The downed jet was described as an L-39 warplane in the ministry's statement.
The Syrian state news agency SANA separately reported that a Syrian warplane had been targeted by Turkish forces.
It was the third Syrian warplane Turkey has shot down since March 1 in an escalating campaign against Assad's forces.
The ministry's statement also said that the operation "continued successfully through the night."
Within the last 24 hours, Turkish forces have destroyed one aircraft, one drones, six tanks, two air defense systems, five howitzers and multiple rocket launchers, three armored combat vehicles, six military vehicles, and one ammunition depot, the statement said.
Some 327 soldiers of the Syrian regime have been "neutralized," according to the statement.
Turkish authorities often use the word "neutralized" to imply the people in question surrendered or were killed or captured.

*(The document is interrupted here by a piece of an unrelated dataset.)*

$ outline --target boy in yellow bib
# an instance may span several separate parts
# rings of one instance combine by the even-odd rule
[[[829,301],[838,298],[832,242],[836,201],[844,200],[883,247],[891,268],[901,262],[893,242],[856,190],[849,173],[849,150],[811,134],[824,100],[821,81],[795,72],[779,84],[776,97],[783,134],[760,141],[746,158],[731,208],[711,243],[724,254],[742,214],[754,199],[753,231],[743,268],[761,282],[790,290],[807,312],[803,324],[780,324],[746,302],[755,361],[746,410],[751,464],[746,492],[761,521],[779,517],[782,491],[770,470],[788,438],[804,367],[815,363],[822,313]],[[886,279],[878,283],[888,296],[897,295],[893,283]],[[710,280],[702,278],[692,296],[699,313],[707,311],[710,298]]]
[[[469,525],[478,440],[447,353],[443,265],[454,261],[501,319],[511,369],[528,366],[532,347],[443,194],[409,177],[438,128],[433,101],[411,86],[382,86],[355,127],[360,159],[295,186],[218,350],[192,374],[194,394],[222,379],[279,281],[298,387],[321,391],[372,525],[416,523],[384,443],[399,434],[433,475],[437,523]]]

With more than a million refugees amassing since December on the Turkish border, the battle for Idlib has brought what the United Nations fears might be the worst humanitarian crisis of the nine-year-old Syrian civil war.

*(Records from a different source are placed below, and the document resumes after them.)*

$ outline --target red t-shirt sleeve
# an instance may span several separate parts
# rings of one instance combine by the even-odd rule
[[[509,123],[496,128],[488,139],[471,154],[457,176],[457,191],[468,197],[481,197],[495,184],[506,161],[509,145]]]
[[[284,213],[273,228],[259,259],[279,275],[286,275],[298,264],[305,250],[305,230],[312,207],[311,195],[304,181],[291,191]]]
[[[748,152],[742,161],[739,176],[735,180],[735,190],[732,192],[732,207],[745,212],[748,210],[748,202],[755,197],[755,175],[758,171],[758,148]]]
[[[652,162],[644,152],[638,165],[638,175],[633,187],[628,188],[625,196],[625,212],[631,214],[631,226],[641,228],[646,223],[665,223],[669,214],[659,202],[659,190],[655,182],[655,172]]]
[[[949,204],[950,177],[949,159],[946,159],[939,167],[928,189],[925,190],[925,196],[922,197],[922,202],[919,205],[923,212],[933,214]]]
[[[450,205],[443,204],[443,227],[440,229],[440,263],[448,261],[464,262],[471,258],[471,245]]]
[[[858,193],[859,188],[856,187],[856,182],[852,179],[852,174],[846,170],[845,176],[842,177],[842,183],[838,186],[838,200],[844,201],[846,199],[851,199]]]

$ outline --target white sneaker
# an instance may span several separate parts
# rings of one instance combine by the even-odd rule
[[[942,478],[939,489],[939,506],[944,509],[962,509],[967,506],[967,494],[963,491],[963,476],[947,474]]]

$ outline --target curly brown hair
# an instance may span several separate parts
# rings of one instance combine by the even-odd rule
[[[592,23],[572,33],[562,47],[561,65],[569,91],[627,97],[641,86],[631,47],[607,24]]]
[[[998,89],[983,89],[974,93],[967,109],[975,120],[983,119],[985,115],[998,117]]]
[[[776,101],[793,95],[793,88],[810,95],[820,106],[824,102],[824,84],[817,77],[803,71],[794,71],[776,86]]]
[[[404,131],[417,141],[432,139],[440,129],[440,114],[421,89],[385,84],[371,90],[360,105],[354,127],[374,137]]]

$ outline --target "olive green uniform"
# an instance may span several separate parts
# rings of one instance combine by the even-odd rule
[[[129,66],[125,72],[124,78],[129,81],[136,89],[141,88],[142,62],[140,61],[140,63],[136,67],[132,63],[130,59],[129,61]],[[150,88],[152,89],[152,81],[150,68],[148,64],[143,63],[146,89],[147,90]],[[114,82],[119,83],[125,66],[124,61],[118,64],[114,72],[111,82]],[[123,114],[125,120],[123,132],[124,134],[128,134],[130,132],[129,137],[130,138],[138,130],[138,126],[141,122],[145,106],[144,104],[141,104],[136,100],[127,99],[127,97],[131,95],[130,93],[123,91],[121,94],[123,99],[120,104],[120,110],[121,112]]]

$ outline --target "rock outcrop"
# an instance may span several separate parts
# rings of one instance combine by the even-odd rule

Turkish-backed opposition has fought back and forth in recent weeks against regime's forces backed by Russia and Iran for control of the strategic crossroads town of Saraqeb. The town controls access both to Syria's biggest city Aleppo, held by the regime, and to Idlib, the last major rebel-held city.
Last week, a Syrian air strike killed at least 34 Turkish soldiers in the deadliest attack on the Turkish army in decades.
Turkish President Recep Tayyip Erdoğan and Russia's Vladimir Putin are due to meet on March 5 to try to find ways to avert conflict.
Turkey, already home to 3.6 million Syrian refugees, says it cannot take any more. It wants to push Assad's forces back to lines agreed in a 2017 deal brokered with Russia and Iran, which left a buffer zone in northern Syria near its border.
Since last week, Turkey has thrown open its frontiers with Greece and Bulgaria to allow migrants to enter the EU, a move apparently aimed at putting pressure on European countries to back it in Syria.
Some 10,000 migrants have tried to cross into Greece by land in recent days and more than 1,000 have arrived by sea at Greek islands, creating fears of a repeat of the 2015-2016 migration crisis, when more than 1 million people crossed into Greece and 4,000 drowned in the Aegean.